Morgan Mansfield and Dakota Nesselbush
SPRINGVILLE — Among all of the artistic talent that is present in the Springville school district, two students have recently been noted for their artwork.
Dakota Nesselbush, a senior at Springville-Griffith-Institute High School, has been pursuing art since she was a toddler.
“When my sister used to leave for preschool, my mom would always put on jazz music and sit me down with play dough and coloring books,” she recalled. “I enjoyed that more than anything else.”
Some of her current work is on display at the University at Buffalo’s Department of Visual Studies, as part of its Western New York Regional High School Art exhibition. Prizes will be awarded to the top four works, as selected by Juror Reinhard Reitzenstein.
Reitzenstein is an associate professor of art and Director of Undergraduate Studies at UB. The piece that Nesselbush has on display is a painting titled “Revolution.”
“I wanted my piece to represent the universal movement of such an idea. The name ‘Revolution’ was inspired by its Latin origins, as well. Revolvere, which means to ‘roll-back,’ demonstrates returning to a lifestyle where we could exist with limited damage to the world we live in, yet still have modern entities, day to day,” she explained.
Her inspiration for this piece comes from a quote, “There can’t be any large-scale revolution until there’s a personal revolution, on an individual level. It’s got to happen inside first,” by Jim Morrison.
“Personally, my revolution is to inhabit nature without inflicting harm,” said Nesselbush. “My goal is to keep a green movement spreading in design.”

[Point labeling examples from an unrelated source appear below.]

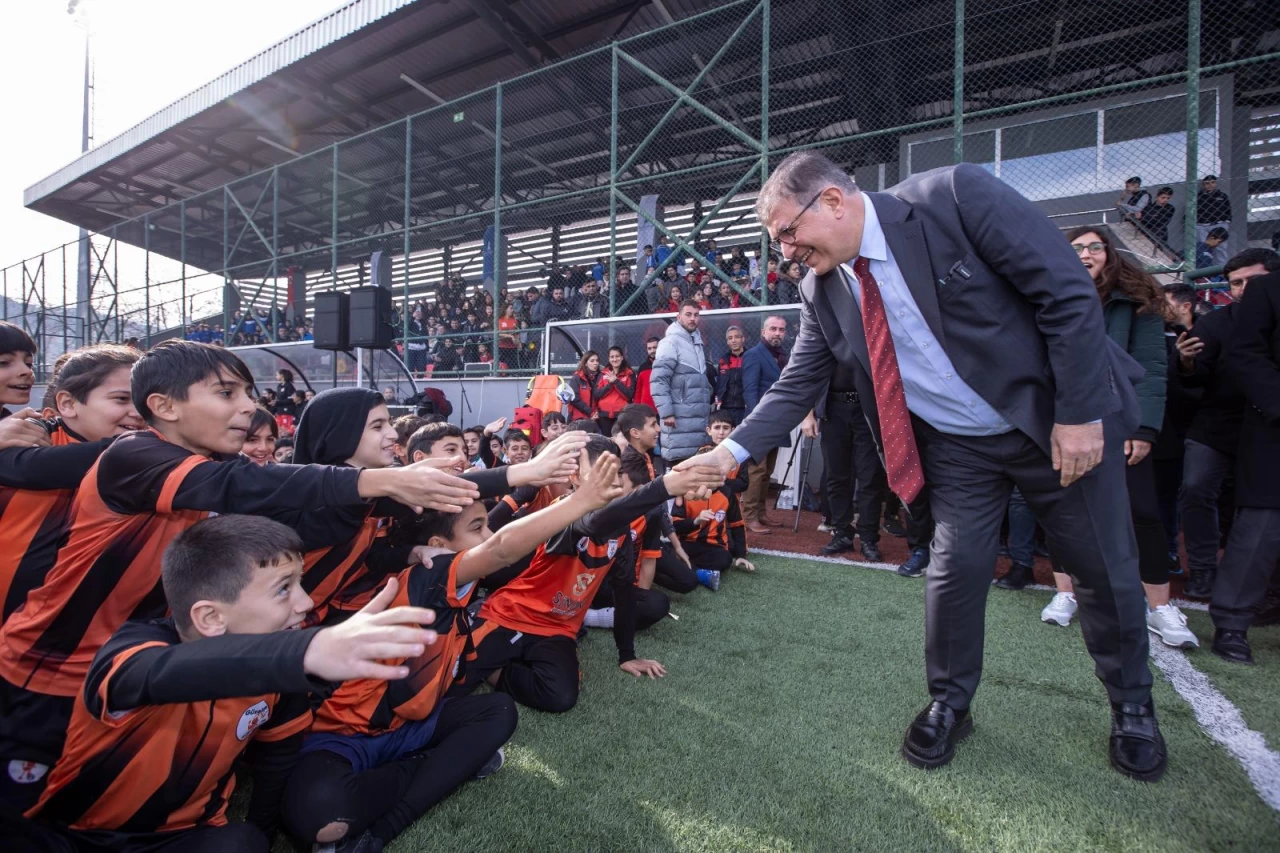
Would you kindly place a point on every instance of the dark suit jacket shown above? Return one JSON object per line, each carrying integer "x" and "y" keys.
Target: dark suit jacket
{"x": 1253, "y": 361}
{"x": 1024, "y": 329}
{"x": 1217, "y": 422}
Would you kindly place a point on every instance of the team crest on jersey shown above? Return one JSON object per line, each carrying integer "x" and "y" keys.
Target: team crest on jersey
{"x": 27, "y": 772}
{"x": 254, "y": 716}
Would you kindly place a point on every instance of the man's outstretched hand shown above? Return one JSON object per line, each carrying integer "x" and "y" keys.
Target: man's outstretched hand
{"x": 1077, "y": 450}
{"x": 718, "y": 459}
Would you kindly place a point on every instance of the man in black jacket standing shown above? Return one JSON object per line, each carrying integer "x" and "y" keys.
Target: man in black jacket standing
{"x": 1253, "y": 547}
{"x": 1215, "y": 430}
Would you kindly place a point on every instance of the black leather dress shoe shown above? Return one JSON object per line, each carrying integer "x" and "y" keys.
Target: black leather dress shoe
{"x": 1137, "y": 746}
{"x": 931, "y": 739}
{"x": 1018, "y": 578}
{"x": 840, "y": 543}
{"x": 1233, "y": 646}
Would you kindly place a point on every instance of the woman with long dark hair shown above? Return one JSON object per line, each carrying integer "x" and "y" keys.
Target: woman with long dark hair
{"x": 615, "y": 388}
{"x": 1134, "y": 308}
{"x": 583, "y": 384}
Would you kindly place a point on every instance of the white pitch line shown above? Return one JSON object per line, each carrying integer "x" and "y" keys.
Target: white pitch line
{"x": 888, "y": 566}
{"x": 1223, "y": 723}
{"x": 1215, "y": 714}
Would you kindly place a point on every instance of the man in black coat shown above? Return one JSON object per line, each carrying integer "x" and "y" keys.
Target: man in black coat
{"x": 1253, "y": 547}
{"x": 982, "y": 363}
{"x": 1215, "y": 429}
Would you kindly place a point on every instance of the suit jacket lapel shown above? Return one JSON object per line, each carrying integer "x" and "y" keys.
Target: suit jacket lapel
{"x": 905, "y": 238}
{"x": 835, "y": 287}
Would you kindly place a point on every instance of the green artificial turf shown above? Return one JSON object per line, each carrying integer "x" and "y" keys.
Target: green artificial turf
{"x": 1253, "y": 689}
{"x": 778, "y": 729}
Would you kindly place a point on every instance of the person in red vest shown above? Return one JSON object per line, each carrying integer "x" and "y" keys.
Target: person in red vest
{"x": 583, "y": 384}
{"x": 613, "y": 389}
{"x": 643, "y": 395}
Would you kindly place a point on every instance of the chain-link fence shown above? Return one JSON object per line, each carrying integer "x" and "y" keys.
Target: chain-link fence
{"x": 1159, "y": 118}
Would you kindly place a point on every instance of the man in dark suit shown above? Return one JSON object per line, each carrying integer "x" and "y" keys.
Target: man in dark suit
{"x": 1253, "y": 546}
{"x": 982, "y": 363}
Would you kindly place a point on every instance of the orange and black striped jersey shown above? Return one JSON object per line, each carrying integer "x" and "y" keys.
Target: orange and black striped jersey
{"x": 551, "y": 597}
{"x": 141, "y": 493}
{"x": 725, "y": 512}
{"x": 36, "y": 520}
{"x": 154, "y": 734}
{"x": 369, "y": 706}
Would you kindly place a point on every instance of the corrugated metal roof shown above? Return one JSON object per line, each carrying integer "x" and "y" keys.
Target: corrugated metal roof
{"x": 320, "y": 33}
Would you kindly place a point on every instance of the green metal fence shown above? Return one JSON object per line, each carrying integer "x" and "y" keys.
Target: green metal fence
{"x": 670, "y": 133}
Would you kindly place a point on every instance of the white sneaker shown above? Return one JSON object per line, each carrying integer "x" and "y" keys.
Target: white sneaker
{"x": 1060, "y": 610}
{"x": 1169, "y": 624}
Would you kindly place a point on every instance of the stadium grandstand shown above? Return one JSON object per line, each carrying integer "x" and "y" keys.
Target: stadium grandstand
{"x": 501, "y": 142}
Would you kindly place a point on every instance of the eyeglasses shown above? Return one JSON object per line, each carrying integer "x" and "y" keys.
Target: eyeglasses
{"x": 789, "y": 233}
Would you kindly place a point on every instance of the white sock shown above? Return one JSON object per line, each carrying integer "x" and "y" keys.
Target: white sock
{"x": 599, "y": 617}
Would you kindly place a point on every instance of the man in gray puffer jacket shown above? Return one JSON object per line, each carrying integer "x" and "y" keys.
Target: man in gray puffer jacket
{"x": 680, "y": 388}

Nesselbush was recently accepted to the Savannah College of Art and Design with a scholarship. “I plan on going for interior design, where I hopefully will be able to apply my hopes for expanding green design and sustainability,” she said.
Nesselbush had artwork in the UB as a sophomore, as well. She won the Hyatt All Things Creative Award, for creativity in her piece.
Morgan Mansfield is a junior at S-GI and has submitted artwork to the Scholastic Art & Writing Awards. These awards are hosted by The Alliance for Young Artists & Writers, a nonprofit organization that identifies teenagers with “exceptional artistic and literary talent” and brings their work to a national audience.
The awards date back to 1923 and a roster of past winners that includes Andy Warhol, Sylvia Plath, Truman Capote, Richard Avedon, Robert Redford and Joyce Carol Oates.
“I think, over the years, I’ve been inspired by other artists and I’ve often gotten ideas for my own artwork by admiring theirs. Sometimes, a certain composition or theme or even just a color will interest me and I’ll think of a way I can expand on it through sculpture, jewelry, photography, drawing or painting,” Mansfield explained. “I’ve always loved art, but I really started taking it seriously freshman year when I took a studio in art class with Mrs. [Angela] Ginnitti. She inspired me to take it further and I ended up attending [New York State Summer School of the Arts], an art summer program at [The State University of New York at] Fredonia, that year.”
Mansfield submitted two entries to the competition.
“One was an acrylic painting that I based on a picture I took on last year’s school trip to Europe. We were walking to dinner in Nice, France, and the blue lights strung across the street from the tops of the buildings combined with the wet, reflective pavement made for a beautiful scene,” she said.
“The other painting was really just an experiment with watercolor and depicting faces and emotion, something different from my usual work.
“I’ve tried many different mediums, ranging from acrylic and watercolor to colored pencil, pastels and charcoal, but lately I’ve been focused on acrylic paintings,” the artist said.
“However, in my Scholastic Art submission, I was attempting to incorporate abstract elements into a more realistic portrait, by combining watercolors, ink and pencil.”
Mansfield is currently looking for colleges that offer both fine arts and art-related majors, such as graphic design or architecture.
“I will definitely have art involved in my career, but I’m still deciding on what specific field I want to work in,” she said.